Sept 14 (Reuters) - Yeshiva University cannot bar a LGBT student club after the U.S. Supreme Court on Wednesday refused to block a judge's ruling ordering the Jewish school in New York City to officially recognize the group.

The justices, in a 5-4 decision, declined to put on hold a state court ruling that a city anti-discrimination law required Yeshiva University to recognize Y.U. Pride Alliance as a student club while the school pursues an appeal in a lower court.

The decision appeared to direct the case back to the state court system. "The application is denied because it appears that applicants have at least two further avenues for expedited or interim state court relief," the decision said.

Conservative Justices Samuel Alito, Clarence Thomas, Neil Gorsuch and Amy Coney Barrett dissented. Liberal Justice Sonia Sotomayor had temporarily blocked the judge's order last Friday while the justices considered the university's request. read more

Eric Baxter, a lawyer with the Becket Fund for Religious Liberty conservative legal group representing the school, emphasized that if the state courts do not provide relief, "they can return to the Supreme Court to seek its protection again. We will follow the court's instruction."

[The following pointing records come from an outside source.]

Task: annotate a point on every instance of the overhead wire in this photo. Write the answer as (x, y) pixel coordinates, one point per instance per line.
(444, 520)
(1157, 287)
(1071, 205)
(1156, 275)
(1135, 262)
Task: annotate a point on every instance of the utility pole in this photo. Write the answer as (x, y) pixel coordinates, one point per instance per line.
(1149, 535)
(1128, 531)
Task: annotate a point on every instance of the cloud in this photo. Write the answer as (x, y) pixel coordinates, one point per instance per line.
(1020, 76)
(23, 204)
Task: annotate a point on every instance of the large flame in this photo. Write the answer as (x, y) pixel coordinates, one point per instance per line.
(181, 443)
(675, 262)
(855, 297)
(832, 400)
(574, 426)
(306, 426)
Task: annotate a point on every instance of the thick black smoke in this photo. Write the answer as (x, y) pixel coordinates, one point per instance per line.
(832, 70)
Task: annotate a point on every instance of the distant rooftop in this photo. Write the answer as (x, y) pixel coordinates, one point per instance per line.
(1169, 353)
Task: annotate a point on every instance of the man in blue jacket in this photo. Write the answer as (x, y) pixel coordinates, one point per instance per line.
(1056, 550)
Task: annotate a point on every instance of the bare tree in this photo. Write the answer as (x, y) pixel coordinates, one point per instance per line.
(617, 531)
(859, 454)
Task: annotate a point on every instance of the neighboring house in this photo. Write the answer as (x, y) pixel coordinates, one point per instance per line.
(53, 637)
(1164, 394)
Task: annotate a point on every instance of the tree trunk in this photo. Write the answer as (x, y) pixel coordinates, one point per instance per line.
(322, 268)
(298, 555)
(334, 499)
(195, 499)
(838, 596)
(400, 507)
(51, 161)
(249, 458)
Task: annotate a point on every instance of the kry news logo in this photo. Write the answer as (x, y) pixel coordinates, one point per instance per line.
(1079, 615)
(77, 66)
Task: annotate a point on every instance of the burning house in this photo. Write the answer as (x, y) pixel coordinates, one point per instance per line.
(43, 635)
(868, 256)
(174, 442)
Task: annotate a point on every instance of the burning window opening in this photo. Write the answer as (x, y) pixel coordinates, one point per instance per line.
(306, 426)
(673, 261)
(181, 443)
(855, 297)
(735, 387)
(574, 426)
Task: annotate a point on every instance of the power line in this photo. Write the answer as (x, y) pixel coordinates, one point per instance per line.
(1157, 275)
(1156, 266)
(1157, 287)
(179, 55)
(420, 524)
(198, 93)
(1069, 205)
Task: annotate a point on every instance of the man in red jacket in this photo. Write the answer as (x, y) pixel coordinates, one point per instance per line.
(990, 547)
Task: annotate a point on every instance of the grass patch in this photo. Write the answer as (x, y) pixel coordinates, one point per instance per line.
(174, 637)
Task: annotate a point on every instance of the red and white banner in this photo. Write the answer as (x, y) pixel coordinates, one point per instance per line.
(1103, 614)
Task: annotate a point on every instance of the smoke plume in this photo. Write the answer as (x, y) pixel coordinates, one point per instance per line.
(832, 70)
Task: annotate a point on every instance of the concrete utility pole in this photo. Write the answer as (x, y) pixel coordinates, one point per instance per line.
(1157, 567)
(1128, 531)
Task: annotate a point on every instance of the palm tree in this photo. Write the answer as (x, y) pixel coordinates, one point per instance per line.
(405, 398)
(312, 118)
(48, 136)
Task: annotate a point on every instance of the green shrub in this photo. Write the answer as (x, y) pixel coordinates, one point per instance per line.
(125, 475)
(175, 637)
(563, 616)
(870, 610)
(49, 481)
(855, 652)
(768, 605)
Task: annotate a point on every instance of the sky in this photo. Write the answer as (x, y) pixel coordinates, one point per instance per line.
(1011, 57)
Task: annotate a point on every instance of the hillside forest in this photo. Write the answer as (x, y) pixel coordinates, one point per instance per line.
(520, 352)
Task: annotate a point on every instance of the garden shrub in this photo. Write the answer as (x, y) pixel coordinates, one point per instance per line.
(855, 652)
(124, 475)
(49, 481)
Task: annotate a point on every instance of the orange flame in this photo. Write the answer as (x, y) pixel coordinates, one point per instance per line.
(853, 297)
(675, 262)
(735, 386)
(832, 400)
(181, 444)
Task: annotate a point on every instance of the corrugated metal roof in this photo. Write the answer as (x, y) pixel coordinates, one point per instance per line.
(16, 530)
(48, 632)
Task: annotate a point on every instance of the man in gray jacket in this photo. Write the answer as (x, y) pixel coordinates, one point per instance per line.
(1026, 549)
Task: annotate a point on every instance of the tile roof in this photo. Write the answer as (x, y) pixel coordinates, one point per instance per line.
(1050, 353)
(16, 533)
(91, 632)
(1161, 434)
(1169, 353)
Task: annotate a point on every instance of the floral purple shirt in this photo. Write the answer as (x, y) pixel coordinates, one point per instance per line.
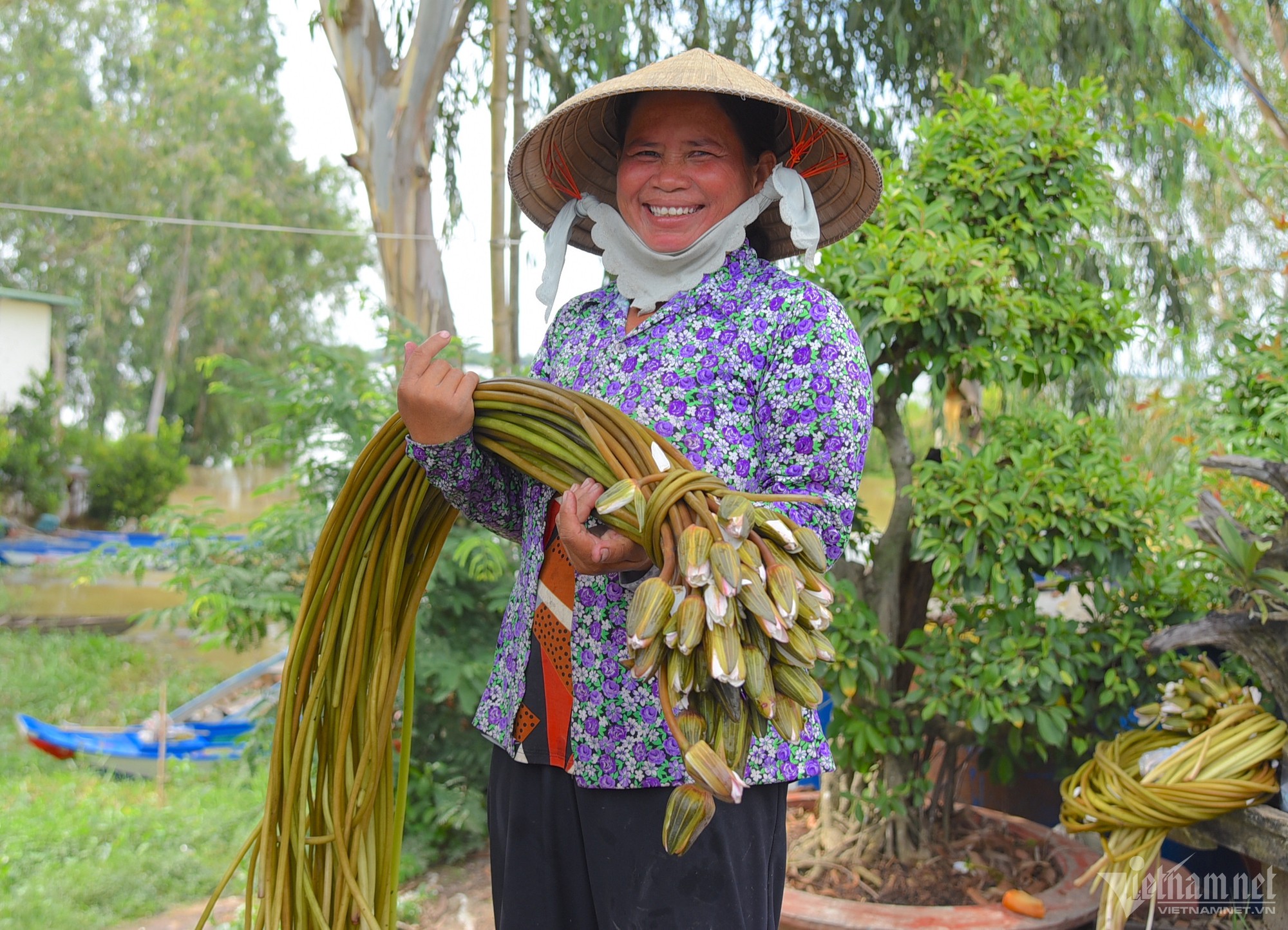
(761, 379)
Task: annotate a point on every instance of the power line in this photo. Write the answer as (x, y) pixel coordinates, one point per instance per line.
(216, 223)
(316, 231)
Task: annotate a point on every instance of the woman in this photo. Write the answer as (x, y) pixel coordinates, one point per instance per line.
(757, 375)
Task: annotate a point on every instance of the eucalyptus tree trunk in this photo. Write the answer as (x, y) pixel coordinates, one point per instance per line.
(522, 41)
(503, 315)
(171, 342)
(393, 108)
(897, 589)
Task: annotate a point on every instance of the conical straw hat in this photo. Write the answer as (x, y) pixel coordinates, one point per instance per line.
(583, 131)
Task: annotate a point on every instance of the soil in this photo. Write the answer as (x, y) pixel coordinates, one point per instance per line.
(455, 897)
(978, 868)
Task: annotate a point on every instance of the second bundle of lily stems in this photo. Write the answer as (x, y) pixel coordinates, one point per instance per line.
(730, 627)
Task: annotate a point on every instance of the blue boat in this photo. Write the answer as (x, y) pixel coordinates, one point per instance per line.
(135, 750)
(29, 551)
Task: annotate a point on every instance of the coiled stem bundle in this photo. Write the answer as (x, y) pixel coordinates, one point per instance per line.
(736, 578)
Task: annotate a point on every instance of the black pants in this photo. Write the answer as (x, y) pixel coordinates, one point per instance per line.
(569, 859)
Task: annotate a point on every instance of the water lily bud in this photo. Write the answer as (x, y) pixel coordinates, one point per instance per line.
(713, 773)
(772, 625)
(692, 615)
(679, 672)
(782, 589)
(694, 728)
(688, 812)
(717, 605)
(824, 647)
(726, 574)
(755, 598)
(788, 719)
(812, 549)
(773, 525)
(798, 685)
(649, 660)
(616, 498)
(734, 741)
(737, 516)
(800, 646)
(650, 607)
(728, 700)
(672, 631)
(692, 553)
(726, 655)
(759, 685)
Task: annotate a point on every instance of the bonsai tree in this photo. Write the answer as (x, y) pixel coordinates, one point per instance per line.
(982, 263)
(1245, 524)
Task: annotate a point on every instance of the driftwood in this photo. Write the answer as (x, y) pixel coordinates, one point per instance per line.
(1265, 646)
(1263, 831)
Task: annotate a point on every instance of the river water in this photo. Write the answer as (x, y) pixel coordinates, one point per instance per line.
(47, 592)
(229, 497)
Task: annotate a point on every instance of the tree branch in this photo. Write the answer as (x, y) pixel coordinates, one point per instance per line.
(357, 29)
(545, 59)
(1211, 515)
(435, 39)
(1278, 32)
(1245, 61)
(1273, 473)
(1263, 645)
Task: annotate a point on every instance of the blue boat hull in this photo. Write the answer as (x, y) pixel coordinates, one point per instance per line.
(131, 752)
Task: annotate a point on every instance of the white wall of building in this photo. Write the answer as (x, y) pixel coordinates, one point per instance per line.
(25, 343)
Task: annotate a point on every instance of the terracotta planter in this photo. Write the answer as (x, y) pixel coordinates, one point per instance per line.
(1067, 907)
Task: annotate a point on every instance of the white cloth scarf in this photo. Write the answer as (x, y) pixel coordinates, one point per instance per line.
(646, 278)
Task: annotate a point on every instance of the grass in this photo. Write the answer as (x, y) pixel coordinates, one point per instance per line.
(82, 849)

Katie Rosenfeld, a lawyer for Y.U. Pride Alliance, called the decision a "victory for Yeshiva University students who are simply seeking basic rights that are uncontested at peer universities."

"At the end of the day, Yeshiva University students will have a club for peer support this year, and the sky is not going to fall down," Rosenfeld added.

The group formed unofficially in 2018 but Yeshiva determined that granting it official status would be "inconsistent with the school's Torah values and the religious environment it seeks to maintain."

The dispute hinges in part on whether Yeshiva is a "religious corporation" and therefore exempt from the New York City Human Rights Law, which bans discrimination by a place or provider of public accommodation.

New York state judge Lynn Kotler in June determined that the school's primary purpose is education, not religious worship, and it is subject to anti-discrimination law. Kotler also rejected the university's argument that forcing it to recognize the club would violate its religious freedom protected under the U.S. Constitution's First Amendment.

In his dissent on Wednesday, Alito wrote, "The First Amendment guarantees the right to the free exercise of religion, and if that provision means anything, it prohibits a state from enforcing its own preferred interpretation of Holy Scripture. Yet that is exactly what New York has done in this case, and it is disappointing that a majority of this court refuses to provide relief."

After higher state courts in August refused to stay the judge's ruling, Yeshiva turned to the U.S. Supreme Court.

"As a deeply religious Jewish university, Yeshiva cannot comply with that order because doing so would violate its sincere religious beliefs about how to form its undergraduate students in Torah values," the school told the Supreme Court.

The Modern Orthodox Jewish university, based in Manhattan, has roughly 6,000 students enrolled in undergraduate and graduate programs. Among the school's values, according to its website, are believing in "the infinite worth of each and every human being" and "the responsibility to reach out to others in compassion."

Powered by its increasingly assertive conservative justices, the U.S. Supreme Court in recent years has expanded religious rights while narrowing the separation between church and state.

In its upcoming term, which begins on Oct. 3, the court will decide a major new legal fight pitting religious liberty against LGBT rights involving an evangelical Christian web designer's free speech claim that she cannot be forced under a Colorado anti-discrimination law to produce websites for same-sex marriages.